Quero me redimir da culpa de ter usado o nariz do Pinocchio para contar algumas histórias. Saibam que se misturei realidade com mentirinhas foi unicamente com a boa intenção de imprimir nelas um pouco da magia que permeava nossos passos. E já que estamos na penúltima crônica da série, vou revelar a vocês uma verdade sólida.
Eu vi Gigantes. Juro por tudo o que é mais sagrado.
Acharão que estou de brincadeira, mas não. Saibam que eles foram o acontecimento mais real e forte de tudo o que foi contado até agora. São mais vastos que os Apeninos, e têm nomes de mortais comuns: Karl e Vincent.

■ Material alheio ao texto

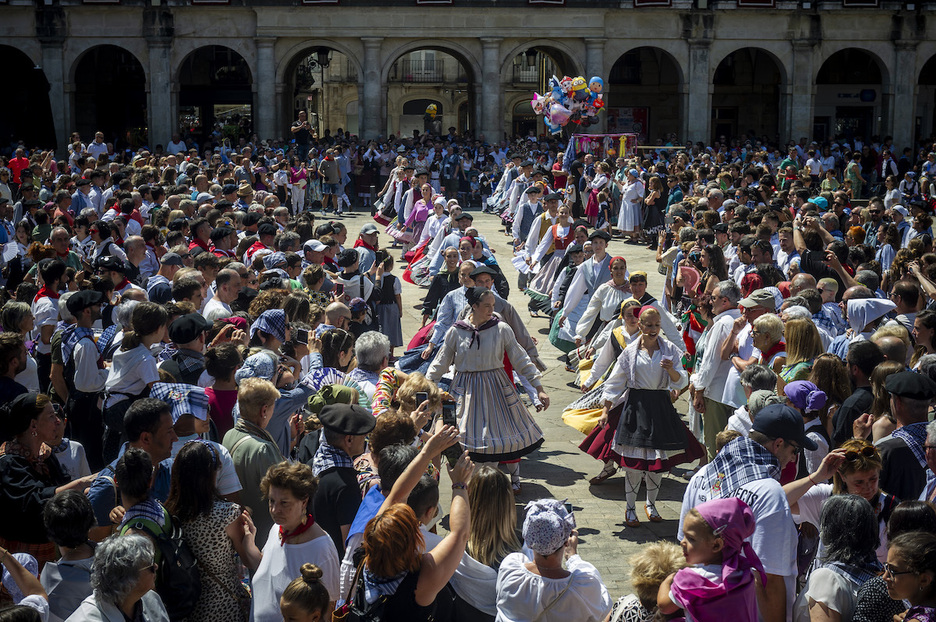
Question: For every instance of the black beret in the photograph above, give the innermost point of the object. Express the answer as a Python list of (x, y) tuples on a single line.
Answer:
[(346, 258), (79, 301), (220, 233), (911, 385), (187, 328), (113, 263), (349, 419), (267, 229)]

Karl jantou conosco em Chatillon e andamos juntos por dois trechos. Quando falou de nós em uma de suas postagens, disse ter dúvidas se éramos um grupo de brasileiras ou uma banda. Isso porque ele testemunhou momentos em que estávamos animadíssimas para cantar e dançar enquanto andávamos.
Karl é um Gigante inglês de presumíveis 65 anos, casado e pai de uma paratleta acometida por paralisia cerebral. Ao aposentar-se, impôs a si mesmo o desafio de andar 3.200 quilômetros de Windsor (Reino Unido) até Atenas (Grécia) para, com tal feito, angariar recursos para duas instituições: Cancer Research UK e Chance for Childhood. Andar por caridade era o que fazia por ali. Com posts e vídeos, chamava a atenção dos seus seguidores. Um Lord!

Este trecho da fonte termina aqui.